Neutrophils exhibit differential requirements for homing molecules in their lymphatic and blood trafficking into draining lymph nodes

• Published in: The Journal of immunology (1950) Vol. 193; no. 4; pp. 1966 - 1974
• Main Authors: Gorlino, Carolina V, Ranocchia, Romina P, Harman, María F, García, Iris A, Crespo, María I, Morón, Gabriel, Maletto, Belkys A, Pistoresi-Palencia, María C
• Format: Journal Article
• Language: English
• Published: United States 15.08.2014
• Subjects: Adoptive Transfer; Animals; Antigen-Antibody Complex - immunology; Cell Movement - immunology; Female; Fingolimod Hydrochloride; Immune System Diseases - immunology; Immunosuppressive Agents - pharmacology; Inflammation - immunology; L-Selectin - immunology; Leukocyte Disorders - immunology; Lymph Nodes - cytology; Lymph Nodes - immunology; Lymphatic Vessels - immunology; Lymphocyte Function-Associated Antigen-1 - immunology; Lysophospholipids - agonists; Macrophage-1 Antigen - immunology; Mice; Mice, Inbred BALB C; Neutrophils - immunology; Neutrophils - transplantation; P-Selectin - immunology; Propylene Glycols - pharmacology; Receptors, CXCR4 - immunology; Receptors, Lysosphingolipid - metabolism; Sphingosine - agonists; Sphingosine - analogs & derivatives; Sphingosine - pharmacology
• ISSN: 0022-1767; 1550-6606
• DOI: 10.4049/jimmunol.1301791

Although much is described about the molecules involved in neutrophil migration from circulation into tissues, less is known about the molecular mechanisms that regulate neutrophil entry into lymph nodes (LNs) draining a local inflammatory site.
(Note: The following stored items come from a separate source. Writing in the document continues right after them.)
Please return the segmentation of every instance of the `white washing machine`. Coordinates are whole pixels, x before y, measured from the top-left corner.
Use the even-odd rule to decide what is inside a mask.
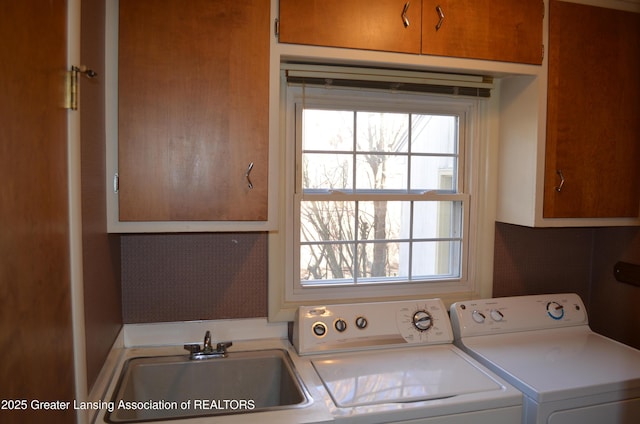
[[[300,307],[292,338],[337,423],[520,423],[522,394],[453,345],[439,299]]]
[[[520,389],[523,424],[637,424],[640,351],[593,332],[576,294],[451,305],[454,343]]]

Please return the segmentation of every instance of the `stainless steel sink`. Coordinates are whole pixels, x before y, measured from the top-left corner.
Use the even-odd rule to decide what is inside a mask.
[[[280,349],[129,359],[112,398],[108,422],[242,414],[311,403],[289,354]]]

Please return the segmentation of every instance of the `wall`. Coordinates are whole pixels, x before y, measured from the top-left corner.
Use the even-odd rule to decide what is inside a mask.
[[[640,228],[595,230],[589,321],[595,331],[640,349],[640,287],[614,278],[618,261],[640,265]]]
[[[589,303],[593,230],[496,223],[493,295],[576,292]]]
[[[640,288],[613,266],[640,264],[640,228],[528,228],[496,223],[493,294],[578,293],[591,327],[640,349]]]
[[[125,323],[267,316],[266,233],[121,238]]]

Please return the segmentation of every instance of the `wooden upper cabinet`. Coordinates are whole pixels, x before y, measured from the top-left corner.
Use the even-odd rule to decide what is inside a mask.
[[[423,0],[422,53],[539,65],[542,0]]]
[[[420,9],[419,0],[280,0],[279,41],[418,54]]]
[[[120,1],[121,221],[267,219],[269,12],[269,0]]]
[[[639,76],[640,14],[551,1],[544,217],[639,215]]]
[[[542,0],[280,0],[279,40],[539,65],[543,15]]]

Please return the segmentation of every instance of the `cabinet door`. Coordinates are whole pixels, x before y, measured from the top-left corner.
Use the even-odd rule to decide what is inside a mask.
[[[551,2],[544,217],[638,216],[639,76],[640,14]]]
[[[422,53],[539,65],[542,0],[423,0]]]
[[[69,23],[76,23],[68,14],[69,3],[3,2],[0,12],[3,423],[77,420],[72,408],[43,411],[32,408],[31,401],[18,400],[70,402],[77,393],[73,322],[85,321],[72,316],[72,291],[77,289],[71,287],[76,277],[70,269],[82,258],[69,247],[76,239],[70,237],[76,223],[69,223],[69,198],[76,198],[79,190],[70,188],[68,176],[79,163],[75,157],[74,163],[68,162],[75,125],[68,124],[68,112],[60,105]],[[76,46],[76,40],[70,45]],[[27,347],[34,340],[39,347]],[[23,402],[29,402],[26,408]]]
[[[120,1],[121,221],[267,218],[269,10]]]
[[[279,41],[418,54],[420,18],[420,1],[280,0]]]

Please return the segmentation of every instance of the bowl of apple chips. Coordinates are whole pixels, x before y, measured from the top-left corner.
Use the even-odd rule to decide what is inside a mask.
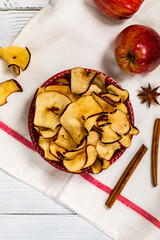
[[[70,173],[107,169],[139,133],[128,91],[108,75],[81,67],[58,73],[38,88],[28,119],[38,153]]]

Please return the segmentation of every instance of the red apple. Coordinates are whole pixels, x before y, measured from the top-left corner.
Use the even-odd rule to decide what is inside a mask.
[[[114,55],[125,72],[151,72],[160,64],[160,35],[152,28],[131,25],[116,37]]]
[[[114,19],[131,17],[138,11],[144,0],[94,0],[100,10]]]

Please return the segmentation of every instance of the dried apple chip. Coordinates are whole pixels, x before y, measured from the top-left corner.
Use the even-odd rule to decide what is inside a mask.
[[[11,64],[11,65],[9,65],[8,67],[9,67],[9,68],[13,67],[13,70],[14,70],[14,72],[16,73],[16,75],[17,75],[17,76],[20,75],[20,67],[18,67],[18,66],[15,65],[15,64]]]
[[[136,127],[133,127],[131,125],[130,130],[127,134],[122,135],[122,139],[120,139],[120,143],[124,146],[129,148],[131,146],[131,136],[137,135],[139,133],[139,130]]]
[[[0,106],[7,103],[7,97],[13,92],[22,92],[23,89],[19,83],[14,80],[7,80],[0,83]]]
[[[36,96],[38,96],[39,94],[44,93],[44,92],[45,92],[45,88],[44,87],[40,87],[36,91]]]
[[[106,92],[105,81],[106,77],[103,74],[97,74],[96,77],[93,79],[92,84],[98,86],[103,92]]]
[[[7,63],[8,67],[14,66],[14,70],[17,73],[17,67],[24,71],[30,62],[31,54],[28,48],[22,48],[17,46],[10,46],[8,48],[0,48],[0,57]],[[17,66],[17,67],[15,67]]]
[[[67,96],[72,102],[77,101],[80,96],[75,95],[71,92],[68,85],[49,85],[44,89],[46,92],[54,91],[59,92]]]
[[[115,151],[120,148],[121,146],[118,142],[111,144],[103,144],[101,141],[99,141],[96,146],[99,156],[106,160],[110,160]]]
[[[103,159],[102,161],[103,161],[103,163],[102,163],[102,169],[105,170],[105,169],[109,168],[110,162],[109,162],[109,161],[106,161],[105,159]]]
[[[66,160],[72,160],[75,157],[77,157],[79,154],[84,153],[85,152],[85,148],[86,148],[86,139],[84,138],[84,140],[82,141],[82,143],[77,146],[77,148],[75,148],[74,150],[71,151],[66,151],[64,153],[64,157]]]
[[[139,133],[139,130],[131,124],[131,129],[129,131],[129,134],[130,135],[137,135],[138,133]]]
[[[56,79],[54,82],[55,82],[55,83],[62,83],[62,84],[64,84],[64,85],[69,85],[68,80],[65,79],[65,78]]]
[[[92,94],[92,92],[99,94],[100,92],[102,92],[102,90],[97,85],[91,84],[88,91],[86,93],[82,94],[82,96],[90,96]]]
[[[116,110],[114,113],[108,114],[108,122],[111,123],[113,131],[119,135],[123,135],[129,132],[130,122],[127,115],[121,110]]]
[[[128,108],[124,103],[117,103],[116,109],[121,110],[122,112],[128,114]]]
[[[43,92],[36,97],[34,125],[55,128],[60,124],[59,117],[71,100],[59,92]]]
[[[57,135],[57,138],[55,140],[55,143],[57,145],[59,145],[60,147],[65,148],[68,151],[71,151],[71,150],[75,149],[76,146],[77,146],[77,144],[73,141],[70,134],[62,126],[58,131],[58,135]]]
[[[87,73],[86,70],[81,67],[71,69],[71,92],[74,94],[87,92],[96,75],[96,71]]]
[[[100,140],[104,144],[114,143],[122,138],[115,131],[113,131],[113,129],[111,128],[111,124],[104,124],[100,128],[102,130]]]
[[[78,172],[80,171],[86,163],[86,153],[82,153],[78,156],[76,156],[71,161],[63,160],[64,166],[70,171],[70,172]]]
[[[97,159],[97,150],[95,147],[93,147],[92,145],[88,145],[86,147],[86,164],[84,165],[83,168],[87,168],[90,167],[94,164],[94,162]]]
[[[100,96],[98,96],[95,92],[92,92],[92,97],[94,100],[101,106],[103,109],[103,112],[114,112],[116,105],[111,104],[104,99],[102,99]]]
[[[122,102],[125,102],[129,97],[129,93],[127,90],[120,89],[119,87],[116,87],[113,84],[108,85],[106,87],[106,90],[108,93],[118,95],[121,98]]]
[[[97,158],[97,160],[95,161],[95,163],[91,166],[92,168],[92,172],[94,174],[98,174],[100,173],[100,171],[102,170],[102,164],[99,158]]]
[[[59,159],[54,157],[49,151],[50,142],[51,142],[50,139],[44,139],[42,136],[40,136],[38,144],[43,149],[44,157],[46,159],[51,160],[51,161],[59,161]]]
[[[123,145],[123,147],[129,148],[131,146],[131,135],[123,135],[119,142]]]
[[[87,130],[87,132],[91,131],[92,127],[96,124],[97,118],[98,118],[98,115],[95,115],[95,116],[91,116],[91,117],[87,118],[84,121],[84,127]]]
[[[50,128],[45,128],[41,126],[34,126],[34,128],[37,130],[39,135],[41,135],[44,139],[49,139],[53,138],[57,134],[60,126],[57,126],[54,131]]]
[[[50,142],[49,145],[49,152],[57,159],[62,160],[64,157],[64,153],[66,149],[58,146],[53,140]]]
[[[99,134],[95,131],[90,131],[87,136],[87,145],[92,145],[93,147],[96,147],[98,141]]]
[[[118,95],[111,94],[111,93],[103,93],[103,94],[101,94],[101,97],[103,97],[106,100],[113,101],[114,103],[119,103],[121,100]]]

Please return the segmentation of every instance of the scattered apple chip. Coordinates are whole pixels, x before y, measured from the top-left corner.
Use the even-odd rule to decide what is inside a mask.
[[[103,144],[101,141],[99,141],[96,146],[98,155],[106,160],[110,160],[115,151],[120,148],[121,146],[118,142]]]
[[[11,93],[22,91],[23,91],[22,87],[14,79],[0,83],[0,106],[7,103],[7,97]]]
[[[114,112],[116,105],[111,105],[107,101],[103,100],[100,96],[98,96],[95,92],[92,92],[92,97],[94,100],[101,106],[103,112]]]
[[[86,164],[86,153],[82,153],[82,154],[76,156],[71,161],[64,159],[63,164],[70,172],[78,172]]]
[[[68,151],[74,150],[77,146],[77,144],[73,141],[70,134],[62,126],[58,131],[55,143]]]
[[[87,92],[96,75],[96,71],[87,73],[86,70],[81,67],[73,68],[71,70],[71,92],[74,94]]]
[[[102,170],[102,164],[101,161],[99,160],[99,158],[97,158],[97,160],[95,161],[95,163],[91,166],[92,168],[92,172],[94,174],[98,174],[100,173],[100,171]]]
[[[87,136],[87,145],[92,145],[93,147],[96,147],[98,141],[99,141],[99,134],[95,131],[90,131]]]
[[[86,164],[84,165],[83,168],[87,168],[90,167],[94,164],[94,162],[97,159],[97,150],[95,149],[95,147],[93,147],[92,145],[88,145],[86,147]]]
[[[60,124],[59,117],[70,99],[59,92],[44,92],[36,97],[34,125],[55,128]]]
[[[116,87],[113,84],[108,85],[106,87],[106,90],[108,93],[118,95],[121,98],[122,102],[125,102],[129,97],[129,93],[127,90],[120,89],[119,87]]]
[[[64,158],[63,155],[66,152],[64,148],[58,146],[53,140],[50,142],[49,151],[55,158],[59,160]]]
[[[92,98],[92,96],[83,96],[67,107],[60,118],[60,122],[72,136],[73,140],[77,144],[80,144],[82,139],[87,135],[84,128],[84,121],[89,116],[101,111],[102,108]]]
[[[19,75],[17,67],[24,71],[29,65],[31,54],[27,47],[10,46],[8,48],[0,48],[0,57],[7,63],[8,67],[14,66],[16,74],[18,73]]]
[[[100,140],[104,144],[114,143],[122,138],[115,131],[113,131],[113,129],[111,128],[111,124],[104,124],[104,126],[101,126],[101,129],[102,135]]]
[[[38,140],[39,146],[44,151],[44,157],[51,161],[59,161],[59,159],[54,157],[49,151],[50,142],[51,142],[50,139],[44,139],[42,136],[40,136]]]
[[[34,128],[37,130],[39,135],[41,135],[44,139],[49,139],[49,138],[53,138],[57,134],[60,126],[57,126],[54,131],[50,128],[45,128],[41,126],[38,126],[38,127],[34,126]]]
[[[97,74],[96,77],[93,79],[92,84],[98,86],[103,92],[106,92],[106,77],[103,74]]]
[[[111,123],[112,130],[119,135],[126,134],[130,130],[130,122],[127,115],[121,110],[117,109],[114,113],[108,114],[108,122]]]

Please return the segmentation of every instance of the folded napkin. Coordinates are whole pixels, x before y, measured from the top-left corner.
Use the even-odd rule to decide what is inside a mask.
[[[0,61],[0,81],[16,78],[23,87],[23,93],[12,94],[0,107],[1,169],[119,240],[160,239],[160,186],[152,187],[150,158],[154,119],[160,117],[160,109],[158,105],[149,109],[137,97],[140,86],[159,85],[160,68],[139,76],[122,72],[116,65],[112,43],[122,29],[135,23],[160,32],[159,12],[159,0],[145,0],[132,18],[114,21],[92,0],[51,1],[13,42],[30,49],[28,69],[16,78]],[[123,156],[98,175],[74,175],[50,166],[34,150],[28,133],[28,110],[35,90],[52,75],[76,66],[107,73],[127,89],[140,130]],[[106,209],[111,189],[143,143],[148,152],[113,208]]]

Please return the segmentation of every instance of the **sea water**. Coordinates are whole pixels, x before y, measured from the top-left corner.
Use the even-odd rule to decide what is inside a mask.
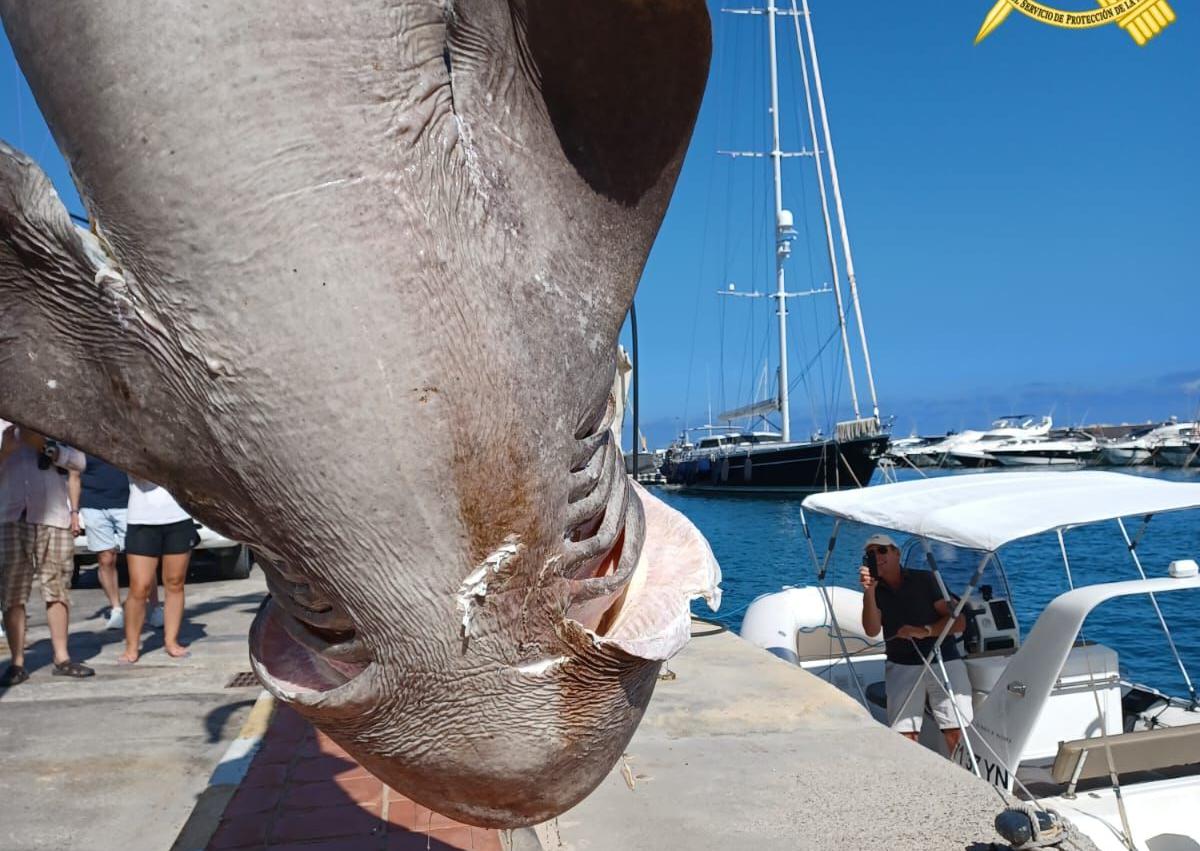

In this study, we investigated neutrophil migration toward LNs in a context of inflammation induced by immunization of BALB/c mice with OVA emulsified in CFA. We demonstrated that neutrophils can enter LNs of OVA/CFA-immunized mice not only via lymphatic vessels but also from blood, across high endothelial venules. By adoptive transfer experiments, we showed that this influx was dependent on an inflammatory-state condition and previous neutrophil stimulation with OVA/anti-OVA immune complexes. Importantly, we have demonstrated that, in the migratory pattern to LNs, neutrophils used L-selectin and P-selectin glycoprotein ligand-1, macrophage-1 Ag and LFA-1 integrins, and CXCR4 to get access across high endothelial venules, whereas macrophage-1 Ag, LFA-1, and CXCR4 were involved in their trafficking through afferent lymphatics. Strikingly, we found that stimulation with immune complexes significantly upregulated the expression of sphingosine-1-phosphate receptor 4 on neutrophils, and that treatment with the sphingosine-1-phosphate agonist FTY720 altered neutrophil LN-homing ability. These findings summarized in this article disclose the molecular pattern that controls neutrophil recruitment to LNs.